Another day. Another multi-billion banking scandal. Another Bank Chairman and Chief Executive do a “Pilate” (or attempt to). Another bunch of junior staff prepare to be sacrificed as scapegoats.
But as financial analysts around the world have observed, although banking executives are now too “clever” to leave a paper trail between themselves and corrupt practices, they know very well how to communicate their instructions by nudges, winks, “pressure from above,” and sales targets that cannot be reached using lawful means.

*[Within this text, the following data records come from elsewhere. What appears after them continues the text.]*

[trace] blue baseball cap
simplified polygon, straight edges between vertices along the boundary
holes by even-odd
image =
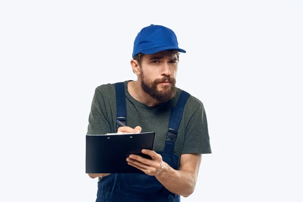
[[[177,36],[173,30],[162,25],[150,25],[142,28],[137,35],[132,57],[139,53],[150,55],[170,49],[186,53],[178,45]]]

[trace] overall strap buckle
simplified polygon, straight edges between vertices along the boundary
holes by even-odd
[[[172,143],[175,143],[178,134],[178,130],[175,130],[172,128],[169,128],[167,135],[166,136],[166,141]]]

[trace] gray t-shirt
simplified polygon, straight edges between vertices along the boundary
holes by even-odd
[[[148,107],[130,95],[127,88],[128,81],[124,81],[127,125],[133,128],[140,126],[141,132],[155,132],[154,150],[163,151],[168,130],[170,109],[175,106],[181,90],[178,88],[176,96],[171,100]],[[92,102],[87,134],[117,132],[116,119],[115,84],[104,84],[97,87]],[[188,98],[184,109],[173,153],[179,157],[179,160],[182,154],[212,153],[204,107],[199,99],[192,95]]]

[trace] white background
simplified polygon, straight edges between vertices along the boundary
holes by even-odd
[[[0,1],[0,201],[95,200],[94,89],[136,79],[133,41],[151,24],[187,51],[177,84],[208,120],[213,154],[181,200],[302,201],[302,1],[102,2]]]

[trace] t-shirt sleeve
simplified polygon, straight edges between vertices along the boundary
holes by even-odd
[[[198,104],[185,129],[182,154],[212,153],[206,113],[202,103]]]
[[[104,135],[111,132],[106,106],[102,93],[97,88],[95,90],[90,112],[88,117],[88,126],[86,134]]]

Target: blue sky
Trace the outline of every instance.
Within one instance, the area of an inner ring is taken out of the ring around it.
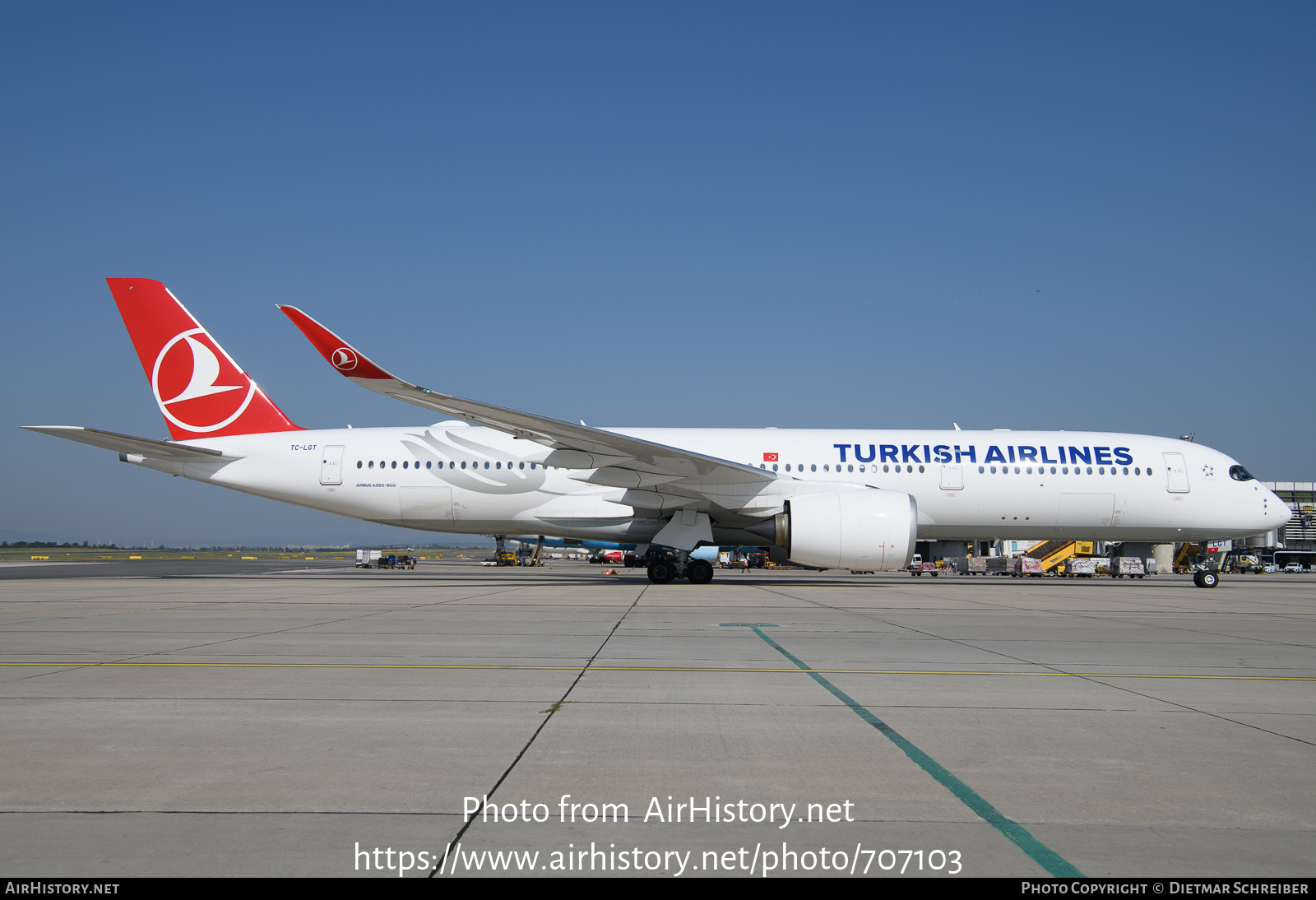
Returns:
[[[1313,25],[8,4],[0,530],[384,532],[13,428],[164,436],[105,276],[167,283],[309,428],[428,417],[276,303],[412,380],[591,424],[1196,432],[1316,478]]]

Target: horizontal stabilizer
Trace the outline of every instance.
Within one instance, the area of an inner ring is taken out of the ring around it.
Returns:
[[[234,454],[225,454],[207,447],[192,447],[186,443],[172,441],[154,441],[151,438],[133,437],[132,434],[117,434],[114,432],[101,432],[95,428],[82,425],[20,425],[18,428],[41,434],[53,434],[67,441],[89,443],[93,447],[114,450],[117,453],[132,453],[151,459],[172,459],[176,462],[217,462],[221,459],[241,459]]]

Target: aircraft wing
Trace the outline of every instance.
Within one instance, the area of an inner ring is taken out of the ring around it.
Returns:
[[[82,425],[20,425],[18,428],[41,434],[53,434],[67,441],[89,443],[93,447],[116,450],[118,453],[132,453],[150,459],[171,459],[175,462],[216,462],[217,459],[241,459],[241,457],[225,454],[220,450],[193,447],[172,441],[154,441],[151,438],[133,437],[132,434],[118,434],[116,432],[101,432],[95,428]]]
[[[329,364],[357,384],[386,397],[541,443],[558,451],[550,454],[545,464],[599,468],[590,478],[594,484],[625,488],[651,488],[661,484],[665,489],[678,488],[683,493],[700,495],[725,505],[722,497],[744,493],[747,499],[776,478],[774,472],[728,459],[418,387],[384,371],[300,309],[284,305],[279,309],[309,338]],[[733,486],[741,486],[741,491],[729,489]]]

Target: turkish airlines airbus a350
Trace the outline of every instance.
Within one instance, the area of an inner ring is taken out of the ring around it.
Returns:
[[[24,428],[384,525],[651,545],[666,549],[650,557],[659,583],[711,580],[707,562],[688,559],[701,545],[767,543],[809,566],[888,570],[909,562],[916,538],[1196,542],[1292,516],[1229,457],[1142,434],[572,425],[404,382],[280,307],[342,375],[453,417],[307,430],[163,284],[108,282],[172,439]]]

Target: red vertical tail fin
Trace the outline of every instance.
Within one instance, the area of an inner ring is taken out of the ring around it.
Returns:
[[[301,430],[168,288],[147,278],[105,282],[175,441]]]

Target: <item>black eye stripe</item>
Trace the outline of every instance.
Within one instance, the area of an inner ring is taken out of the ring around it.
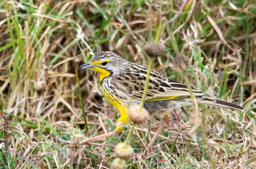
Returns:
[[[106,66],[107,64],[108,64],[108,62],[104,62],[101,64],[101,65]]]

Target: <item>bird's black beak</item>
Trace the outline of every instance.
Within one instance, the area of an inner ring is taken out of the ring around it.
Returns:
[[[87,69],[87,68],[93,68],[95,67],[95,65],[90,65],[89,63],[87,62],[79,67],[78,68],[78,70],[80,69]]]

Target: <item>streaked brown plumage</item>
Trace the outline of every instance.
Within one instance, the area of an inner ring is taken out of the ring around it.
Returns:
[[[92,68],[100,73],[101,89],[106,97],[121,112],[118,128],[129,121],[126,110],[138,105],[142,97],[147,67],[124,60],[111,51],[98,51],[79,69]],[[226,101],[202,96],[193,88],[198,103],[243,110],[244,108]],[[144,108],[148,120],[162,120],[165,115],[184,106],[192,106],[186,86],[151,69]]]

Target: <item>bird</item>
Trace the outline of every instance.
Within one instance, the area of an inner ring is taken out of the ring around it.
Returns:
[[[99,51],[92,55],[78,70],[91,69],[100,73],[100,88],[105,97],[121,114],[117,130],[120,131],[130,119],[127,109],[140,104],[143,94],[148,68],[123,59],[112,51]],[[191,88],[198,104],[223,107],[237,110],[239,105],[203,96],[201,91]],[[143,107],[148,112],[147,120],[163,120],[180,108],[193,105],[186,84],[172,80],[151,69]]]

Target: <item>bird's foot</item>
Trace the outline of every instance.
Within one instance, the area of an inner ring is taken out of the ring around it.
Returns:
[[[86,140],[82,140],[82,142],[81,142],[81,143],[80,143],[80,145],[87,145],[88,143],[89,143],[90,142],[93,142],[94,140],[96,140],[102,139],[102,138],[103,138],[104,137],[108,137],[108,136],[111,136],[111,135],[113,135],[118,134],[121,131],[122,131],[121,129],[121,130],[119,130],[117,128],[117,129],[115,129],[115,130],[114,130],[113,131],[105,133],[105,134],[99,135],[97,135],[96,136],[95,136],[95,137],[92,137],[92,138],[90,138],[87,139]]]

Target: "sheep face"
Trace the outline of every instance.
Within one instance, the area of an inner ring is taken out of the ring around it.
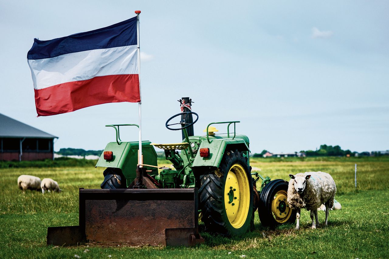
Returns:
[[[293,175],[289,175],[289,177],[291,179],[294,179],[294,189],[299,194],[301,194],[305,189],[307,184],[307,180],[310,178],[310,175],[303,176],[296,176]]]

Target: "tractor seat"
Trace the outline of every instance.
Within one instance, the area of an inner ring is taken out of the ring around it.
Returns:
[[[182,150],[186,149],[189,146],[189,143],[186,142],[183,143],[173,143],[173,144],[157,144],[156,143],[151,143],[150,145],[152,145],[154,147],[166,150],[173,150],[173,149]]]

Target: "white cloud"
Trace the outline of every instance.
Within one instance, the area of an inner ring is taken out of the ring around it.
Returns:
[[[140,60],[141,61],[149,61],[154,58],[152,55],[147,54],[144,52],[140,52]]]
[[[321,31],[315,27],[312,28],[312,37],[329,38],[334,34],[332,31]]]

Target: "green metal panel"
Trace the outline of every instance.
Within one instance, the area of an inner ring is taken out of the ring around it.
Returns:
[[[135,170],[138,164],[138,152],[139,142],[121,142],[118,144],[116,142],[108,143],[104,151],[111,151],[113,159],[107,161],[104,159],[104,152],[96,164],[96,167],[112,167],[121,169],[123,174],[127,179],[127,185],[132,182],[136,176]],[[142,153],[143,153],[143,163],[157,166],[157,153],[150,141],[142,142]],[[156,169],[151,174],[158,174]]]
[[[247,142],[245,139],[241,138],[241,136],[245,137],[245,138],[247,138]],[[198,152],[194,158],[192,167],[204,166],[219,167],[226,148],[229,145],[238,145],[240,146],[242,149],[241,150],[242,151],[250,152],[249,147],[246,144],[246,143],[248,143],[248,138],[247,136],[237,134],[234,139],[224,138],[223,138],[223,136],[220,135],[210,136],[209,140],[210,143],[209,143],[206,138],[204,138],[204,140],[205,141],[203,140],[201,142],[199,150],[203,148],[209,148],[209,157],[202,158],[200,156],[200,152]]]

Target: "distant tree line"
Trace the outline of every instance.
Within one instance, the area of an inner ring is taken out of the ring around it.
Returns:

In stark though pleasant contrast, the Harvard Business Review recently interviewed the global controller of a professional services firm employing 40,000 people. He’d just been assessed by his manager, peers, and direct reports, and reached the elusive 90th percentile mark for honesty and integrity. Given the numerous temptations and possible trade-offs that accompany such a position, HBR asked him his secret:
“It all starts with my boss and his boss,” he replied. “If there is a line for honesty and integrity, they don’t want to be close to it. Instead, they insist there be nothing questionable with any transaction. If there is a liberal interpretation of an accounting principle, they will always take the conservative route. It’s never hard for me to insist on unquestionable honesty, because they set the bar.”
That aligned with HBR’s own statistical “Honesty & Integrity Survey” of 5268 leaders in five different organizations. The graph below shows the highest (red) and lowest-rated (green) organizations, together with the average of all five (blue).
The graph reveals that the honesty and integrity rating decreases at every level as you move down the management chain from Top to Middle to Lower. To put it another way, the top managers in an organization create a ceiling; levels of honesty are set at the top and can only go downhill from there. “Integrity standards really do rise — and fall — from the top.”
Rogue or Representative?
“Rogue Traders” are therefore mythical creatures, generated by “Rogue Management” at “Rogue-infested Companies.” In other words, there’s nothing “rogue” about them; they are representative of company culture from the top down.
But the data also challenges all of us with leadership responsibilities in the home, in the church, in business, or in the civil sphere. Rarely will our children, our congregation, our employees, or our fellow citizens rise above the integrity ceiling that we set.